Urethral leiomyomas develop most commonly in the proximal urethra, particularly the posterior wall of the urethra [4,7]. In the literature on leiomyomas of the male urethra, six cases developed in the bulbous urethra, one case in the penile urethra, and one case in the prostatic urethra . Our case developed in the prostatic urethra.
The clinical manifestations generally include a painless palpable mass, abnormal sexual sensations, dyspareunia, incontinence, frequency, and urinary tract infections. Mooppan et al.  have reported that urinary tract infections are the most common presenting problems. Urethral leiomyomas may occur without any symptoms or may manifest as a painless palpable mass on the anterior wall of the vagina. It can develop throughout the genitourinary system. Although it develops most commonly in the kidneys, there have been several reports of such tumors in the bladder, prostate, penis, scrotum, epididymis, and spermatic cord. The size of most urethral leiomyomas has been reported to range between 1 and 8 cm; however, one exceptional case was reported with a 40-cm leiomyoma .

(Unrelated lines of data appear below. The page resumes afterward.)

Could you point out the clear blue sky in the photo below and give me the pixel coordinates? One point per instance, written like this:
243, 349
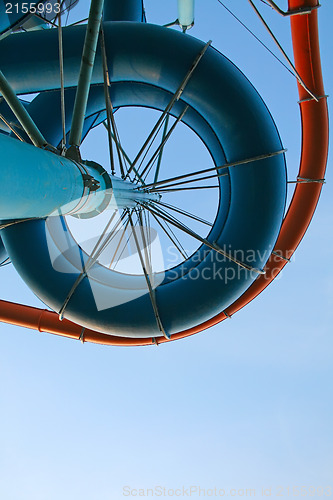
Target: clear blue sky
247, 404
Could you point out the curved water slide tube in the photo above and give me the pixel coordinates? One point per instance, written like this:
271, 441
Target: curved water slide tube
312, 166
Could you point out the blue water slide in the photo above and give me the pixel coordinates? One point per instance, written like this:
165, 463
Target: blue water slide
147, 63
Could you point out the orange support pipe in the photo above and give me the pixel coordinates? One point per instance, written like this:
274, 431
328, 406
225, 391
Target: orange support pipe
314, 121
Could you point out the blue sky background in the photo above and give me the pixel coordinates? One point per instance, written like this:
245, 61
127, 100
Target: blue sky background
246, 404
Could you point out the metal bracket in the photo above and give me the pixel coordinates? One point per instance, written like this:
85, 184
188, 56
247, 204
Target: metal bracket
312, 98
281, 256
81, 338
304, 180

The differential diagnosis includes caruncle, diverticulum, urethral prolapse, papilloma, ectopic ureterocele, fibrous polyp, malignant lymphoma, and leiomyosarcoma. Histopathologically, in contrast to leiomyosarcoma, which exhibits atypical cells, pleomorphism, and differentiation of multiple cell types, the leiomyoma reveals intersecting bundles of smooth muscle cells in the myxoid stroma with the absence of atypical cells and pleomorphism. In addition, leiomyomas show a strong positive response to actin and desmin smooth muscle antibodies on immunochemical staining.

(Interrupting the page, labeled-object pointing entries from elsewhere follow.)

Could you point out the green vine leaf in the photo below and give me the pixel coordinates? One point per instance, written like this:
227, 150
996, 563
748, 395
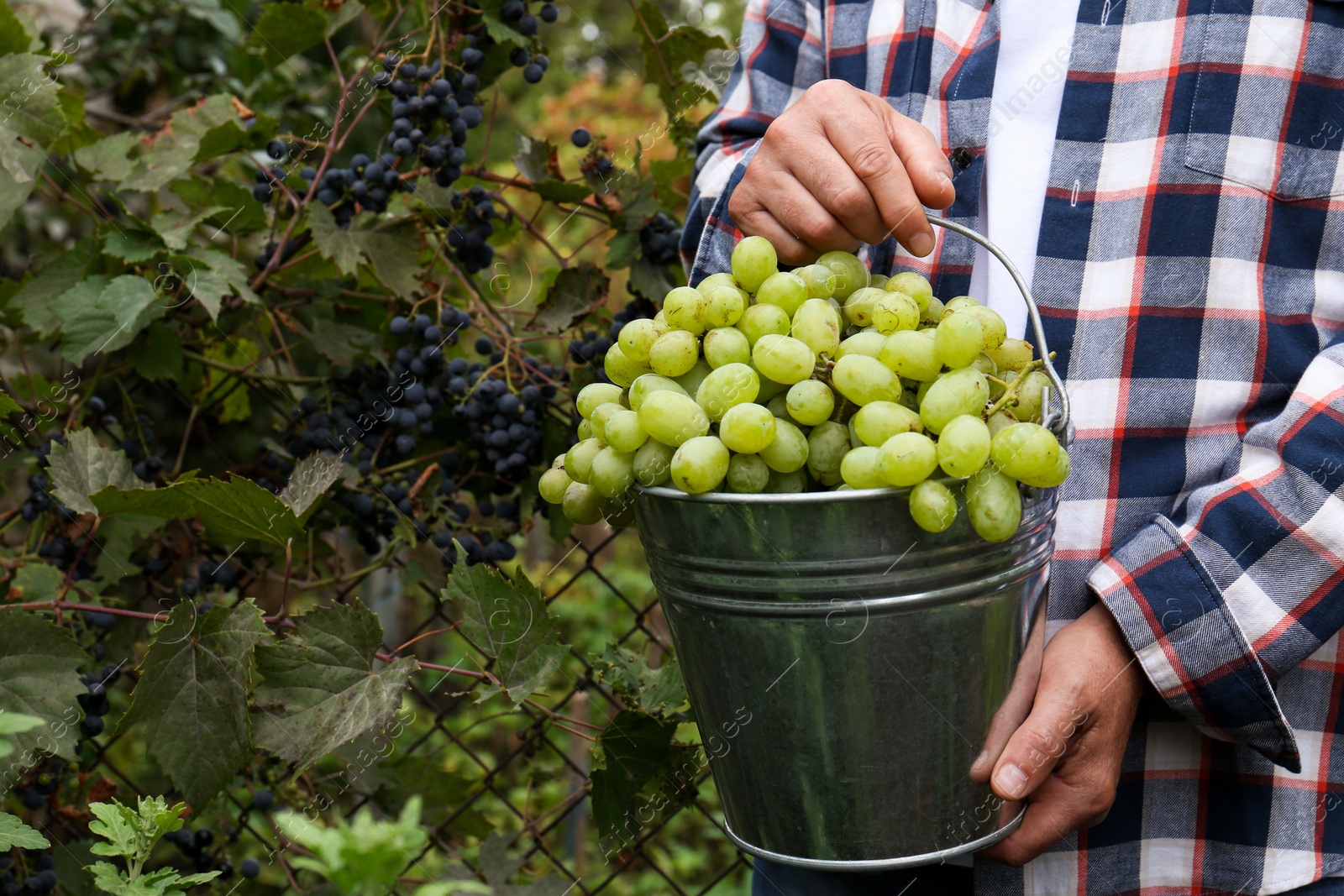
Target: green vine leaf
39, 676
233, 511
192, 696
15, 833
658, 692
319, 685
84, 468
507, 621
575, 291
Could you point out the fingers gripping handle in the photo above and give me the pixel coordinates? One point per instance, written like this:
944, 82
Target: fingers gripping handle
1058, 422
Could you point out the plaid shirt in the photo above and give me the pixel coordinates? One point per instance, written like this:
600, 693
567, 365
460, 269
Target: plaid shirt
1191, 277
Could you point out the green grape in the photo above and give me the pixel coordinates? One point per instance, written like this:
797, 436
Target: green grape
691, 379
1025, 450
725, 345
723, 307
553, 484
860, 468
654, 464
932, 506
850, 271
810, 402
911, 355
581, 504
907, 458
617, 511
858, 307
675, 352
748, 429
595, 396
879, 421
913, 285
685, 309
790, 483
1055, 477
1030, 396
933, 312
759, 320
748, 474
647, 385
817, 327
864, 379
953, 394
820, 280
712, 281
624, 432
827, 446
600, 418
958, 340
726, 387
622, 369
994, 504
753, 261
995, 328
578, 459
783, 359
785, 291
769, 389
1012, 355
638, 338
1000, 421
699, 465
613, 472
895, 312
960, 304
672, 418
864, 343
788, 450
963, 446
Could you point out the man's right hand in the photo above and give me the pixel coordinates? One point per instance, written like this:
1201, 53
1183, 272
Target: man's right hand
840, 168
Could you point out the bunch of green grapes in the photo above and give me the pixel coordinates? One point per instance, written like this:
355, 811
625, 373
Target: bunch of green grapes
820, 378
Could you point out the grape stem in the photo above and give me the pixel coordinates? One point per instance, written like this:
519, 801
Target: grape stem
1012, 392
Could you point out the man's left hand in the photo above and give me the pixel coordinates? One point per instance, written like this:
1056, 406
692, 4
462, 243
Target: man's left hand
1068, 754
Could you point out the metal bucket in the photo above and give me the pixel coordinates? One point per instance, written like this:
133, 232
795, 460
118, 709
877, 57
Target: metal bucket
846, 667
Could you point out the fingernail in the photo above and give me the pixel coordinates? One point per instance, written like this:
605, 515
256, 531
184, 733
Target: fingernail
1011, 781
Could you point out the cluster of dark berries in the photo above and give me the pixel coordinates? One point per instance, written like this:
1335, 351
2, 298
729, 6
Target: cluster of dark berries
660, 241
39, 883
44, 785
198, 848
470, 228
94, 701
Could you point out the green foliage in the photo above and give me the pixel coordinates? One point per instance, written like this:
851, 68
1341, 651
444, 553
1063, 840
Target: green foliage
131, 835
192, 696
320, 688
508, 622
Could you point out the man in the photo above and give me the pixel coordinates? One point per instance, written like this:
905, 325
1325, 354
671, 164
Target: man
1175, 201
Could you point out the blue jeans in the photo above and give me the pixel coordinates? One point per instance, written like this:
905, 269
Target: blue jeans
931, 880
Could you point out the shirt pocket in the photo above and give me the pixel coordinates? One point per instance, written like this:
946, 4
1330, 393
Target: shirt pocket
1268, 107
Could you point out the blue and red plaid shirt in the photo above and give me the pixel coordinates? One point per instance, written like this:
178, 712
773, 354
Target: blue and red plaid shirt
1191, 275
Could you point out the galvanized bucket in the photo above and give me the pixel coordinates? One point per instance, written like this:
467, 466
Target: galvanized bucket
846, 667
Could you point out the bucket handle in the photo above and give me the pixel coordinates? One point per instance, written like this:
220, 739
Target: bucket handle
1059, 423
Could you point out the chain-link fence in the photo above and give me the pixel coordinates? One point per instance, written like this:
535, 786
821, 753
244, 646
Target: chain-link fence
479, 763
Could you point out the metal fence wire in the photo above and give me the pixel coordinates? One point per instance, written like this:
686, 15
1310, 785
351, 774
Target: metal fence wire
484, 766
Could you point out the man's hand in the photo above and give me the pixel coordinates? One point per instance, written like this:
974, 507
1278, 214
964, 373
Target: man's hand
839, 168
1068, 752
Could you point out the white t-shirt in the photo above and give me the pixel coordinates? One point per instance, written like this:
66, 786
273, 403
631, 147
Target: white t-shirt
1034, 46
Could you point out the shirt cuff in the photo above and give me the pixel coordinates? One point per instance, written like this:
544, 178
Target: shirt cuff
1189, 641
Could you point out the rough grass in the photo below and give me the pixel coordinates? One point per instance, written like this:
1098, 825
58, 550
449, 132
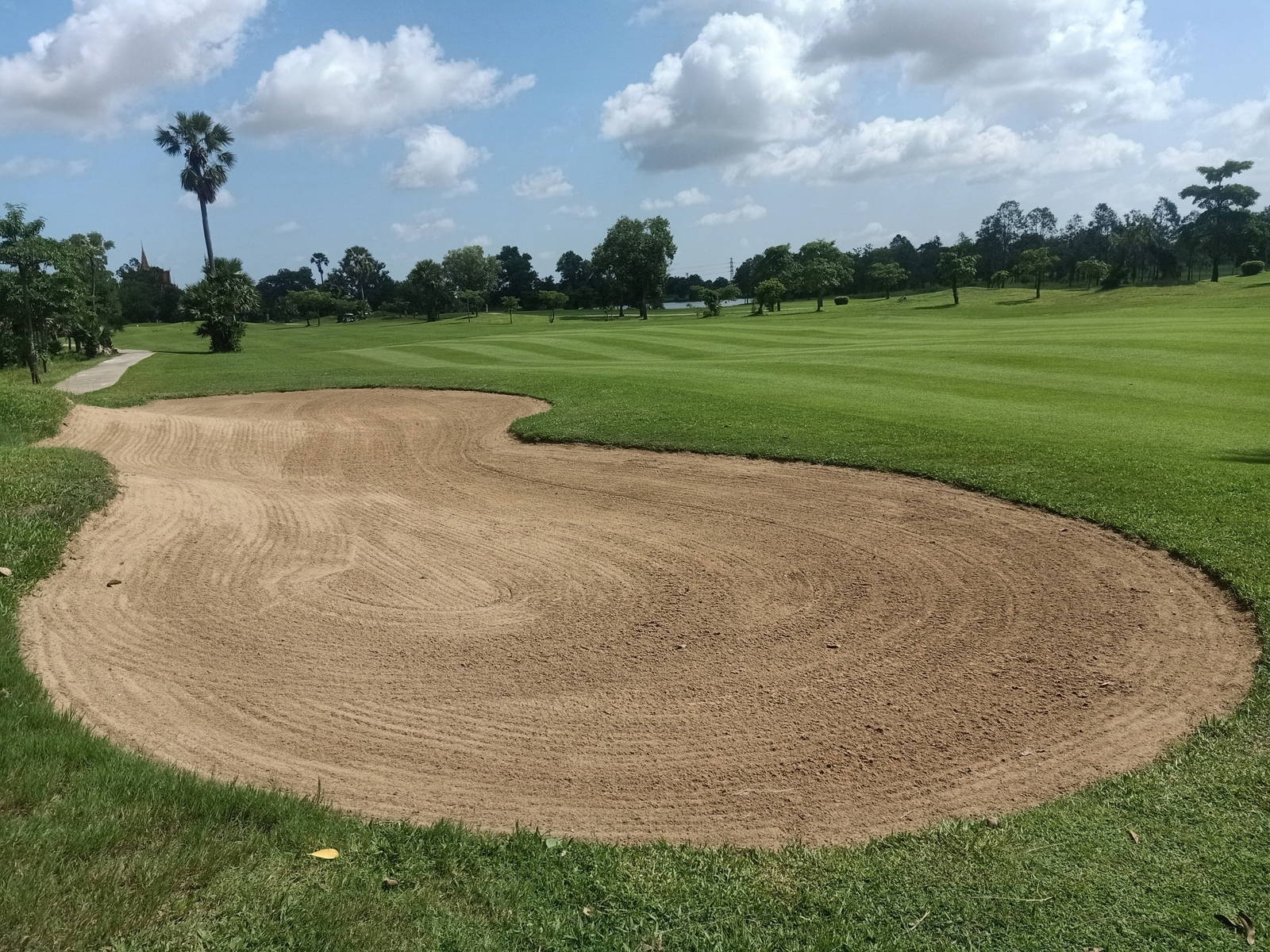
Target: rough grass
1145, 410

Cystourethroscopy, urethrography and CT scan can be used for the diagnosis of a urethral leiomyoma, but it is difficult to identify its exact location. Magnetic resonance imaging is useful in confirming the exact location of this tumor. In cases of urethral leiomyomas with erosions or ulcerations on their surface, histopathological examination is most helpful in the differentiation from malignant tumors. Leiomyomas can be successfully treated with regional excision or transurethral resection. There have been no reports of malignant transformation. The clinical outcome in patients with a urethral leiomyoma has been reported to be excellent; there is only one female case of recurrence reported . Our patient showed no recurrence during a follow-up period of 2 years after surgery.